Nurses will take measurements in California, Connecticut, Florida, Massachusetts, Michigan, Missouri, New Jersey, New York, Ohio, Oregon, Pennsylvania, Washington and West Virginia.

NY SENATE TO VOTE ON SECURING ACCESS TO ABORTIONThe New York State Senate is preparing to vote on a series of bills to strengthen protections for abortion providers and patients who travel to the state for procedures if Roe vs. Wade is overturned, POLITICO’s Shannon Young reports.

The six-project package includes a measure, S9077/A10372which would prevent New York courts from issuing subpoenas in out-of-state abortion proceedings, prohibit the extradition of abortion providers unless they are suspected of having fled the requesting state and provides legal protections to New York abortion providers.

It also contains measures to protect the rights of people seeking abortion or gender-affirming care in New York City, S9039/A10094and prohibit disciplinary action against health care practitioners for providing lawful reproductive health services to patients who reside in states where abortion is illegal, S9079/A9687.

Senators will also vote on legislation prohibiting medical malpractice insurance companies from taking adverse action against a reproductive health care provider who provides lawful reproductive health care, A9718/S9080increase confidentiality for abortion providers and patients, S9384/A9818and study the effects of limited-service pregnancy centers, S470/A5499.

A PERFECT, DEADLY STORM – The head of the United Nations World Food Program issued a stark warning on Monday that “world hunger is reaching terrifying levels”, driven by the pandemic, conflict, climate change and soaring food prices, POLITICO’s National Security Daily reports.

At the start of the year, millions of Afghans were already at risk of starvation after the Taliban took power.
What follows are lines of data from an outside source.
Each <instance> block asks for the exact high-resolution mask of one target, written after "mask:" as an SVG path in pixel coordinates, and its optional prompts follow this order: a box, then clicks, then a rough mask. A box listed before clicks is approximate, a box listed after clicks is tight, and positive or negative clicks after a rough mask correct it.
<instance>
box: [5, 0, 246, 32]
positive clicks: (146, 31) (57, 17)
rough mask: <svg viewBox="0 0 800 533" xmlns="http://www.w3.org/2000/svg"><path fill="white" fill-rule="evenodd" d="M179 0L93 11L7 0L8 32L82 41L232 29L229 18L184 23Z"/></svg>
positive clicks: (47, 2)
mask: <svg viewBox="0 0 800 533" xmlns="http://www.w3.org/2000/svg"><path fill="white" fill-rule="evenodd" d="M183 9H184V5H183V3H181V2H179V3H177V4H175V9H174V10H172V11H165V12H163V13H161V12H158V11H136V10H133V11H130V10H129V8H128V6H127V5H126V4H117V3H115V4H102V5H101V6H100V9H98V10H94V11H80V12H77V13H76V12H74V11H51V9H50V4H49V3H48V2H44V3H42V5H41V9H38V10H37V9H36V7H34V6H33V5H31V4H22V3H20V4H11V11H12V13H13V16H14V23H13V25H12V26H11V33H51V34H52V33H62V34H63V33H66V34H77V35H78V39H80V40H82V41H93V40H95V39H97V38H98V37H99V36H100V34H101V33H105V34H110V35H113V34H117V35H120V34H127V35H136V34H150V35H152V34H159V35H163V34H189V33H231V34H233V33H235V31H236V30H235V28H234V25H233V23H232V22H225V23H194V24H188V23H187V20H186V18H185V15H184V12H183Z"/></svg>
The scale of the global hunger crisis has worsened after Russia’s invasion of Ukraine created wheat and grain shortages that drove up food prices, affecting many millions of others in Africa and the Middle East.

“I simply cannot comprehend the magnitude of human suffering,” a State Department official told POLITICO.

OH, AND BY THE WAY — Monkeypox circulated in Europe for weeks before being detected by public health officials, reports Helen Collis of POLITICO Europe.

The World Health Organization’s European office said the outbreak began at least in mid-April before the UK became the first country outside the virus-endemic region to report a case of monkeypox on May 7.

So far, the UK alone has reported 183 cases. To put that into perspective: only nine cases have been reported in Europe in the last five years in total.

The number of one-year-olds being breastfed fell from 34% in 2020 to 14% this year after Covid-19 hospital restrictions led to new mums being discharged early before their milk arrived and babies babies have learned to latch on correctly, The Wall Street Journal reports.

Harlan Levine of City of Hope written in Real Clear Policy that without removing barriers to treatment access, Biden’s Cancer Moonshot goals cannot be achieved.